Still referring to FIGS. 5a through 5i, the second predetermined amount of fluid pressure level is applied from the upper portion of fluid flowpath 48, through flow ports 112, and into expandable chamber 114 to unlock hydraulic lock 36. This second predetermined amount of pressure level urges sleeve piston 98 downward against an upward force exerted by both bias spring 100 and a fluid pressure level within a central bore of bridge plug 26. It should be noted that bias spring 100 should be selected so that once bias spring 100 is preloaded by adjustable preload sleeve 102, an upwards force will be applied to spring biased annular piston 50 that is adequate to prevent unlocking of hydraulic lock 36 until inflatable packer 42 is urged into setting engagement within casing 4 (not shown in FIGS. 5a through 5i).

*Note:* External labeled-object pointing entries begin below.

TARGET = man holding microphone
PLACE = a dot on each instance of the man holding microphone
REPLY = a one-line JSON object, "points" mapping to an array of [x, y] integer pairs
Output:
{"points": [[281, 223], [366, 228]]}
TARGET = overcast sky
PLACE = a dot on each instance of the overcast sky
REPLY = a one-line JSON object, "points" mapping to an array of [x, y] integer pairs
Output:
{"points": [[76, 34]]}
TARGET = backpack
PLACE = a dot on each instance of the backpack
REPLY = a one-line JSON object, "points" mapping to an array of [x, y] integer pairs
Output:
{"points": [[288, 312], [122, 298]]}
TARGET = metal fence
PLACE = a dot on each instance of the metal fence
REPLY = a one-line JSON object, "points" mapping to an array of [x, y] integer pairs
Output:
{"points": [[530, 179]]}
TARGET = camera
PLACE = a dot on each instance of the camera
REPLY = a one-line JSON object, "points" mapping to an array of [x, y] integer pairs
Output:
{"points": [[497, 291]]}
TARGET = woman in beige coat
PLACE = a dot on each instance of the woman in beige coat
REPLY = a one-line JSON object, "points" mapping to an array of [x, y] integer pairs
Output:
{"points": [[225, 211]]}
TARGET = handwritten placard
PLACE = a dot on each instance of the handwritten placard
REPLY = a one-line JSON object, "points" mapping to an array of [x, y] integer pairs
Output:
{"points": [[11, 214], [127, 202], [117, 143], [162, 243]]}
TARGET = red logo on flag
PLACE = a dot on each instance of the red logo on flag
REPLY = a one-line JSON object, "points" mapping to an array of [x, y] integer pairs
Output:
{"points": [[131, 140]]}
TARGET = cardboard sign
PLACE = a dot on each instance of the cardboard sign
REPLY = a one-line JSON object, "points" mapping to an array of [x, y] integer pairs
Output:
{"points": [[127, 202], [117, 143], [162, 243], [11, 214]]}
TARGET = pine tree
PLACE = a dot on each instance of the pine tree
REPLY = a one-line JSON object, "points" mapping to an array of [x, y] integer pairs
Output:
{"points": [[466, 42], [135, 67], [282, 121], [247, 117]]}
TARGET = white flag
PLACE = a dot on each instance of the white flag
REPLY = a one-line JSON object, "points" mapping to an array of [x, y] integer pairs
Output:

Still referring to FIGS. 5a through 5i, once expandable chamber 114 has been expanded by filling with pressurized fluid to urge sleeve piston 98 downward, lock sleeve 96, which is also urged downward with sleeve piston 98, is removed from between locking dogs 70 and lock housing 88. Pressurization valve 38 is then closed by moving pressurization valve sleeve 66 upwards into a closed position to again seal against flow through inflation ports 46 in order to retain the second predetermined amount of pressure level within fluid flowpath 55, which in the preferred embodiment of the present invention includes fluid flowpath 48, packer fluid flowpath 54, inflation chamber 200, and expandable chamber 114.

Once returned to the closed position, pressurization valve sleeve 66 is latched again into the closed position, which in the preferred embodiment of the present invention is also the latched closed position, locking fluid pressure within fluid flowpath 55. Pressurization valve sleeve 66 is latched into the closed position by valve latch member 67 again latching within valve latch profile 68. Coiled tubing 61 may then be withdrawn from wellbore 6 (not shown in FIGS. 5a through 5i).

An upward force may then be applied to workstring 16 for separation of release latch 24. Release latch 24 is separated in the preferred embodiment of the present invention when 10,000 pounds of force is upwardly applied to workstring 16 as inflatable packer 42 is maintained in setting engagement for gripping and sealing within casing 4.

Still referring to FIGS. 5a through 5i, with lock sleeve 96 moved downward from between locking dogs 70 and lock housing 88, an upward force applied to lower latch sleeve 86 will urge locking dogs 70 radially outward against the inward pulling force of garter springs 94. With locking dogs 70 free to move radially outward, ratchet latch 34 may then be separated by collet fingers 78 flexing radially inward and away from mating ratchet teeth on the interior of the upper portion of anchor head 82. Release latch 34 then separates between lower latch sleeve 86 and anchor head 82, with locking dogs 70 remaining secured within anchor head 82.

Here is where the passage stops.